Monday, March 05, 2007

Play We Shall Not

In his latest novel, The House of Meetings, Martin Amis makes some interesting points about the different courses Germany and Russia have taken in the wake of the horrors they perpetrated in the first half of the 20th century. His narrator, an embittered gulag survivor, notes that Germany has been quicker to redeem itself, while Russia has languished:
Germany isn't withering away, as Russia is. Rigorous atonement--including, primarily, not truth commissions and state reparations but prosecutions, imprisonments, and, yes, executions, sacramental suicides, crack-ups, self-lacerations, the tearing of hair--reduces the weight of the offense. Or what is atonement for? What does it do? In 2004, the German offense is a very slightly lighter thing than it was. The Russian offense, in 2004, is still the same offense.

Yes, yes, I know, I know. Russia's busy. There's that other feature of national life: permanent desperation. We will never have the "luxury" of confession and remorse. But what if it isn't a luxury? What if it's a necessity, a dirt-poor necessity? The conscience, I suspect, is a vital organ. And when it goes, you go.
Indeed, another character later describes how the greatest trauma the gulag visited upon him was discovering that he no longer had the will to play. It wasn't the ability to love, but the ability to play, to enjoy sexual pleasure he lost.

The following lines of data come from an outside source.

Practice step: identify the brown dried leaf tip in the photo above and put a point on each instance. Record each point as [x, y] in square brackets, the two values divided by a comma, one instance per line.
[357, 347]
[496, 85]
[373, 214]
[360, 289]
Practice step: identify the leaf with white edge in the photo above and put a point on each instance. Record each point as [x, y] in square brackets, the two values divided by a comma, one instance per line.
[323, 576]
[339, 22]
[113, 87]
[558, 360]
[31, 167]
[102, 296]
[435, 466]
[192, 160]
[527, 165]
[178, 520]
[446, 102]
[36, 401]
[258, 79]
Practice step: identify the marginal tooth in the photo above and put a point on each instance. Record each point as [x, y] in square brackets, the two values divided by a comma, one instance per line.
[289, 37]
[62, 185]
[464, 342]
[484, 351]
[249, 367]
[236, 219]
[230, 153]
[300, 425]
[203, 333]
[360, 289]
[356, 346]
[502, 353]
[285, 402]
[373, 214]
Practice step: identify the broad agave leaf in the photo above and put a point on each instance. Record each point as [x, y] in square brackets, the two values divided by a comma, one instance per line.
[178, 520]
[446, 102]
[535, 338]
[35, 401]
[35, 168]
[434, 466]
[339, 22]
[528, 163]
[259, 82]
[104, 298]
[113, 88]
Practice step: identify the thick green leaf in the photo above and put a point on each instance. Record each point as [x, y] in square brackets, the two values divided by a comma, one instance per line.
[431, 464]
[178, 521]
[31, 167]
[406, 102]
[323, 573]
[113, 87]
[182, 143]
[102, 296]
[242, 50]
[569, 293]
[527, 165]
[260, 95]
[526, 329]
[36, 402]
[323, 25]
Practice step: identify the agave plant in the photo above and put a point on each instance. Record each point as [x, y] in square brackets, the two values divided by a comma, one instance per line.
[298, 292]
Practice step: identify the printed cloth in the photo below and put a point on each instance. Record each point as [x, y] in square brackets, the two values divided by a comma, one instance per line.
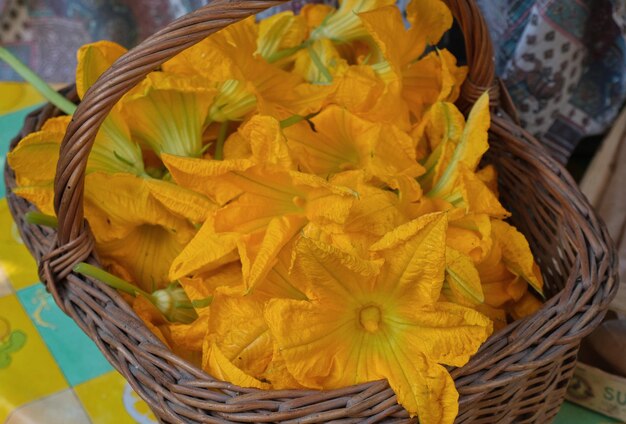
[50, 371]
[562, 60]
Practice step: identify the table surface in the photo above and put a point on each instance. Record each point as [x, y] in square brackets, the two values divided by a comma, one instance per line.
[51, 372]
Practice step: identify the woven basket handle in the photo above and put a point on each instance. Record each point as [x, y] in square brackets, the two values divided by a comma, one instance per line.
[134, 66]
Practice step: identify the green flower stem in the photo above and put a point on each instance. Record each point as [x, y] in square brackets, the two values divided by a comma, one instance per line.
[319, 65]
[287, 52]
[40, 85]
[38, 218]
[202, 303]
[221, 137]
[109, 279]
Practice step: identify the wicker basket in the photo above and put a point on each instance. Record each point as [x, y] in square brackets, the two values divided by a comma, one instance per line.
[519, 375]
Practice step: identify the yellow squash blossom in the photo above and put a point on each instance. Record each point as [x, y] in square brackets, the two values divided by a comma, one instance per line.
[280, 35]
[369, 320]
[420, 81]
[244, 80]
[265, 203]
[319, 62]
[342, 142]
[344, 24]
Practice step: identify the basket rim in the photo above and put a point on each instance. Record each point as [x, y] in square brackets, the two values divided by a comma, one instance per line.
[593, 294]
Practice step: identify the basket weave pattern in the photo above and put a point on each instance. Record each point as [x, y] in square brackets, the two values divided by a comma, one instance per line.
[519, 375]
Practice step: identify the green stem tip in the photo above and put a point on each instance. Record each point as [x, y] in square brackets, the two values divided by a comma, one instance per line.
[221, 138]
[38, 218]
[40, 85]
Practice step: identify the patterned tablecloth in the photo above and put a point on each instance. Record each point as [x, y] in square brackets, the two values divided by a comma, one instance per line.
[50, 371]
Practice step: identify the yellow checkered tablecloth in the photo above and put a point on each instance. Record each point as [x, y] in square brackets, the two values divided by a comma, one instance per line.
[50, 371]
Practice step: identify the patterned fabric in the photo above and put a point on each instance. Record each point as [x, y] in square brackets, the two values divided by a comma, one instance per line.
[562, 60]
[564, 64]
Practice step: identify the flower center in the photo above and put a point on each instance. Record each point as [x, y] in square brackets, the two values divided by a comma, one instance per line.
[299, 201]
[369, 318]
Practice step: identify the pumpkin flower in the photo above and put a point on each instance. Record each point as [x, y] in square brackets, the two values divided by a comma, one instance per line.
[380, 318]
[280, 35]
[421, 81]
[343, 24]
[244, 80]
[265, 203]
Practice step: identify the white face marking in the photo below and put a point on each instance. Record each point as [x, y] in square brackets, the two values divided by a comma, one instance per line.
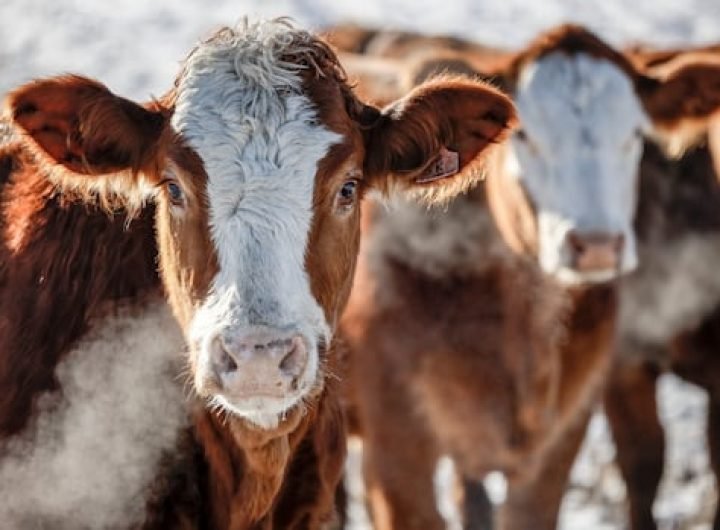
[579, 159]
[242, 109]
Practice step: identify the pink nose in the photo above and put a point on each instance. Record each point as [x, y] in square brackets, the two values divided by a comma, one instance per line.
[259, 364]
[595, 251]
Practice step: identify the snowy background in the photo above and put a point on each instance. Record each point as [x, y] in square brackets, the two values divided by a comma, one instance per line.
[134, 46]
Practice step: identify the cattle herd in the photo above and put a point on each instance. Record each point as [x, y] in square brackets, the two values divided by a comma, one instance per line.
[440, 247]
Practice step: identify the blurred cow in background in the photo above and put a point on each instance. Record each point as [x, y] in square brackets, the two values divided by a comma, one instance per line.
[461, 347]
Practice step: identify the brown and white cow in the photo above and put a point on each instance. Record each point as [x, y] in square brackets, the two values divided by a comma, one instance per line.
[254, 163]
[486, 332]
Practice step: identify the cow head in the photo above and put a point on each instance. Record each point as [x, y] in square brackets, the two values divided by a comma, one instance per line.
[257, 160]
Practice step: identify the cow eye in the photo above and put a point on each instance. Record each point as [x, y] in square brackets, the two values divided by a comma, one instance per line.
[174, 192]
[347, 195]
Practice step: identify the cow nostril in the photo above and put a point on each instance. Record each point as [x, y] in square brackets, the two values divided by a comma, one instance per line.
[619, 242]
[294, 360]
[223, 362]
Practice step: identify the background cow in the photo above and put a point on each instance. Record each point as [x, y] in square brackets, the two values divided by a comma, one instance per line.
[565, 196]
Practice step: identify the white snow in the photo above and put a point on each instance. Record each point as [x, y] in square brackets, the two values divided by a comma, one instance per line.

Shortly after, the narrator reminds us that the ancient Jews withheld their ability to play while in captivity:
As the Babylonians were leading the Jews into captivity they asked them to play their harps. And the Jews said, "We shall work for you, but play we shall not." That's what they were saying in 1936, and that's what they're saying now. We will work for you, but we're not going to fuck for you anymore. We are not going to go on doing it, making people. Making people to be set before the indifference of the state. We are not going to play.
The point Amis makes is a sobering one, and it's one borne out by the facts. From the CIA World Factbook, here are some estimated statistics from 2006 for Russia:
Population growth rate: -0.37%
Birth rate: 9.95 births/1,000 population
Death rate: 14.65 deaths/1,000 population
So as Amis also mentions, Russia's death-rate surpassed its birthrate in 1992, forming what the narrator describes on a graph as a "Russian Cross."

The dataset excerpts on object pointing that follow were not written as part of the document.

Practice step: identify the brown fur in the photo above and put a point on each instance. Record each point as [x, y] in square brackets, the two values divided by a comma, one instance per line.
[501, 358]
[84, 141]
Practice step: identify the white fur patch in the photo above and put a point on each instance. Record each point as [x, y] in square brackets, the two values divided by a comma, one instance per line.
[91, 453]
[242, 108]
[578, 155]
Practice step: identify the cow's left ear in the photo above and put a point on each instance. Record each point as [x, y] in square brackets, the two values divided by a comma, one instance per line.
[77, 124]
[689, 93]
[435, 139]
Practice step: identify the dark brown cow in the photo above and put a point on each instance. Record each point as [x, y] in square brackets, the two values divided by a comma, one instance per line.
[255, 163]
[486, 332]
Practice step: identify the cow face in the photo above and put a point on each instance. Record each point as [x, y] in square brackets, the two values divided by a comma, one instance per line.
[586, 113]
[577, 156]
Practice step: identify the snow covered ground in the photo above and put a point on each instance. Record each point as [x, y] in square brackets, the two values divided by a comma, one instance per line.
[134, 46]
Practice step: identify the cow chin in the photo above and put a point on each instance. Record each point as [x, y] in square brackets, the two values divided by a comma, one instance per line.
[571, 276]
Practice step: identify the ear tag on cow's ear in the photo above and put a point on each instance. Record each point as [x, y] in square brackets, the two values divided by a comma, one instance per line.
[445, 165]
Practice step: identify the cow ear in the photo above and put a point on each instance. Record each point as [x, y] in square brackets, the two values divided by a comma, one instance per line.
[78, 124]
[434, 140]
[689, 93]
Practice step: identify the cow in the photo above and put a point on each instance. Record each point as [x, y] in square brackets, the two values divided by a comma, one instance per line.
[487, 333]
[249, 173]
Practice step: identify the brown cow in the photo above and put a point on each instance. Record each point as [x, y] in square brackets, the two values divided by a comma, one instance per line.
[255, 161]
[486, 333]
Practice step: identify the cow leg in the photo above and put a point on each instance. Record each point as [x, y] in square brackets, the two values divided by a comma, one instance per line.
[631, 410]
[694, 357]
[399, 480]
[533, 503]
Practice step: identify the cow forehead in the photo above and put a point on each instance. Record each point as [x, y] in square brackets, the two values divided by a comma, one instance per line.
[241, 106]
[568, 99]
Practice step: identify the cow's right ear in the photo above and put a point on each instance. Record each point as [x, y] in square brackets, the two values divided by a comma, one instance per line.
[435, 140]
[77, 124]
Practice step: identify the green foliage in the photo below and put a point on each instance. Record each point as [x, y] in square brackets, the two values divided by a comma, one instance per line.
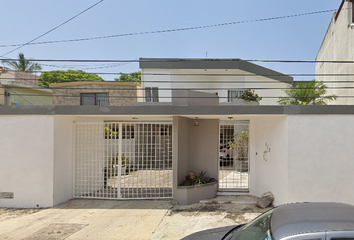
[131, 77]
[249, 95]
[312, 93]
[59, 76]
[192, 179]
[22, 64]
[240, 143]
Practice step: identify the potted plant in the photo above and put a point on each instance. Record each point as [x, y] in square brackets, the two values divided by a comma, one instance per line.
[193, 179]
[250, 96]
[240, 144]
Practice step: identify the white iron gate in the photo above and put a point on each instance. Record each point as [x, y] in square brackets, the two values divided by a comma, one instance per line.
[123, 160]
[234, 174]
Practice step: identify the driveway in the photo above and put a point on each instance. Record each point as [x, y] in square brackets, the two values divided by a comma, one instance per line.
[109, 219]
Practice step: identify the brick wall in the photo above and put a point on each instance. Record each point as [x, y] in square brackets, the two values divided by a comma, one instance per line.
[21, 77]
[119, 95]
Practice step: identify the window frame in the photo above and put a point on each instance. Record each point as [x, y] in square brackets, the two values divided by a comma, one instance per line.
[151, 94]
[95, 98]
[229, 97]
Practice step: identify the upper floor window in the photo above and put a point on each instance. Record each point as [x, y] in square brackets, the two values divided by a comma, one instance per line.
[233, 95]
[151, 94]
[99, 99]
[352, 11]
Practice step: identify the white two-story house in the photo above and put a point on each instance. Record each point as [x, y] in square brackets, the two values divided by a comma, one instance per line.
[227, 78]
[338, 45]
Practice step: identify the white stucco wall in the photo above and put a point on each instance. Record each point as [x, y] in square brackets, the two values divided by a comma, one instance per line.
[63, 159]
[338, 45]
[320, 158]
[167, 79]
[26, 160]
[271, 174]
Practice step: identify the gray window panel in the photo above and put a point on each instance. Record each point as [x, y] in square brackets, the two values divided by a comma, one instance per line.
[233, 95]
[148, 94]
[155, 94]
[88, 99]
[92, 99]
[151, 94]
[102, 99]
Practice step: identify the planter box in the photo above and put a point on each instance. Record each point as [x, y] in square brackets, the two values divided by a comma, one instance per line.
[123, 170]
[242, 165]
[238, 102]
[186, 195]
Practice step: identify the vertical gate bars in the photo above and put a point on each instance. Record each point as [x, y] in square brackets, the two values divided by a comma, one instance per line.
[234, 174]
[123, 160]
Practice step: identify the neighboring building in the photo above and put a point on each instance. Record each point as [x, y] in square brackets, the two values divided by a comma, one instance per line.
[338, 45]
[96, 93]
[16, 93]
[17, 76]
[226, 78]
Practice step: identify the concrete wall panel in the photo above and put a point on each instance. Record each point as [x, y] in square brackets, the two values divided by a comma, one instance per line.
[321, 158]
[63, 159]
[269, 171]
[26, 160]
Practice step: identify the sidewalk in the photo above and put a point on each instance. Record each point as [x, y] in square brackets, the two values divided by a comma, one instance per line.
[109, 219]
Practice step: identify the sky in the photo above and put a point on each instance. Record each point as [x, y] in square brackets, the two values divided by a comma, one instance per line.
[292, 38]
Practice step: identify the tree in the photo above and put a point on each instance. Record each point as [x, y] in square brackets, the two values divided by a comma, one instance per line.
[22, 64]
[312, 93]
[131, 77]
[59, 76]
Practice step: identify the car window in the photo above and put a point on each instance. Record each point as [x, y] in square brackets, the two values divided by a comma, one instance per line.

President Vladimir Putin even recently offered Russian women money to have a second child, but apparently, they aren't buying it. Last May Christian Science Monitor's Fred Weir wrote
Cash for babies is the Kremlin's offer to women in its latest bid to reverse a population decline that threatens to leave large swaths of Russia virtually uninhabited within 50 years.

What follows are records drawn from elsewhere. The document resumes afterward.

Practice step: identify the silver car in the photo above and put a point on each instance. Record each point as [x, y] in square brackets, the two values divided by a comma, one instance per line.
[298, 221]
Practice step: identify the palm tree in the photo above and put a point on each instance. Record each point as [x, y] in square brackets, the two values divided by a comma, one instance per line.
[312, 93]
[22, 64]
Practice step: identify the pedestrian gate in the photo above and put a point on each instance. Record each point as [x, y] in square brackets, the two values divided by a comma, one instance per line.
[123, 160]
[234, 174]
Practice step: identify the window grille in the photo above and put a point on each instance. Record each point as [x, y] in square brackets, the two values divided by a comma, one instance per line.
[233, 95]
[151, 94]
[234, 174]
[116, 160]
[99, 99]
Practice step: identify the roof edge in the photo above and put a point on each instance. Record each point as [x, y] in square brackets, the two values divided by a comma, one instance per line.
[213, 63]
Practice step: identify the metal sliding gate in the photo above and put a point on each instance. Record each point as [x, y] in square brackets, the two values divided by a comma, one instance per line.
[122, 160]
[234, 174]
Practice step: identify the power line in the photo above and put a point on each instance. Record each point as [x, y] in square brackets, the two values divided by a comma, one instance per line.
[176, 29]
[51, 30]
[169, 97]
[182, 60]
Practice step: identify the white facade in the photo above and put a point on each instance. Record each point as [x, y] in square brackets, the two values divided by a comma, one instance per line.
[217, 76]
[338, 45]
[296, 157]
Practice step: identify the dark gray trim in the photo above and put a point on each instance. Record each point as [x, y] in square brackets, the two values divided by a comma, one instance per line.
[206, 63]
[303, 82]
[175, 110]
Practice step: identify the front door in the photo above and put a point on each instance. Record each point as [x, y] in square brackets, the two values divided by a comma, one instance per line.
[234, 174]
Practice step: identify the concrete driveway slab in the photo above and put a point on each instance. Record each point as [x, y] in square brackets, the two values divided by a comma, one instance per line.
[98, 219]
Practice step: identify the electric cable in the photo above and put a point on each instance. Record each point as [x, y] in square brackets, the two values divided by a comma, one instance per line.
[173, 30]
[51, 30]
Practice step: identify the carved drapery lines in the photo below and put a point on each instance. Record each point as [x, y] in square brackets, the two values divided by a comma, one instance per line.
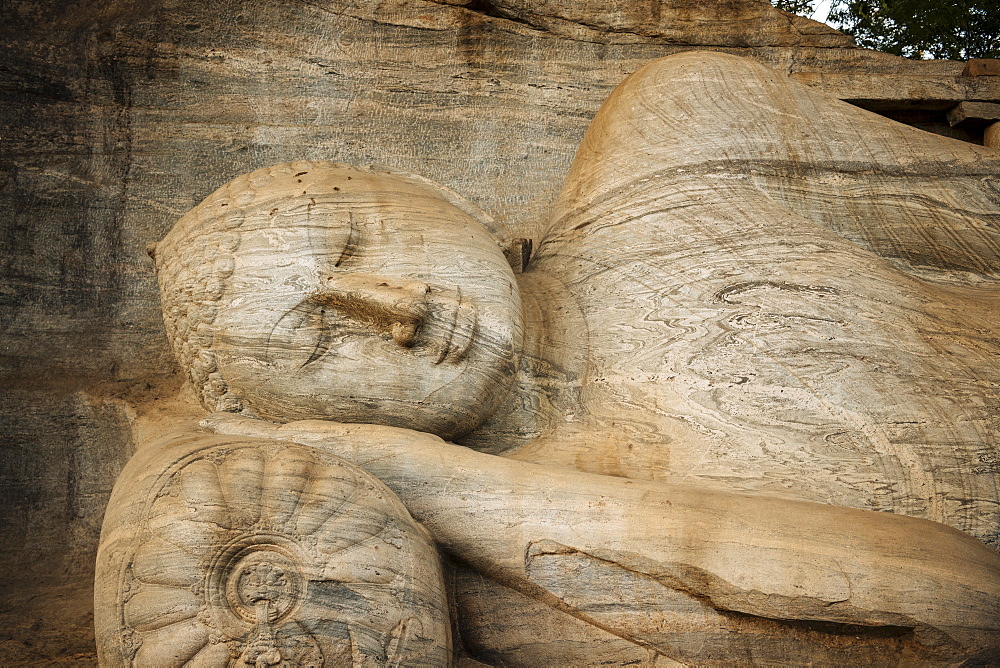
[268, 554]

President Vladimir Putin last week defined the crisis as Russia's most acute problem, and promised to spend some of the country's oil profits on efforts to relieve it. He ordered parliament to more than double monthly child support payments to 1,500 rubles (about $55) and added that women who choose to have a second baby will receive 250,000 rubles ($9,200), a staggering sum in a country where average monthly incomes hover close to $330.
Women interviewed for the article say Putin can't comprehend their lives:
"A child is not an easy project, and in this world a woman is expected to get an education, find a job, and make a career," says Svetlana Romanicheva, a student who says she won't consider babies for at least five years. She hopes to have one child, but says a second would depend on her life "working out very well." As for Putin's offer, she says "it won't change anything."
Consider that the birth rate to maintain a population is 2.4 children per woman. In 2004, Russia's was 1.17. And Russia has one of the world's highest abortion rates. Combine these figures with an unusually high peacetime death rate and, consequently, Russia is losing 700,000 to 800,000 citizens per year.

Play we shall not, indeed. For those already knowledgeable in the history of the Russian gulag and its arguable impact on contemporary Russian society, Amis's House of Meetings may present little that is new in the way of historical information. For those of us not as intimate with those details, however, it proves a compelling introduction.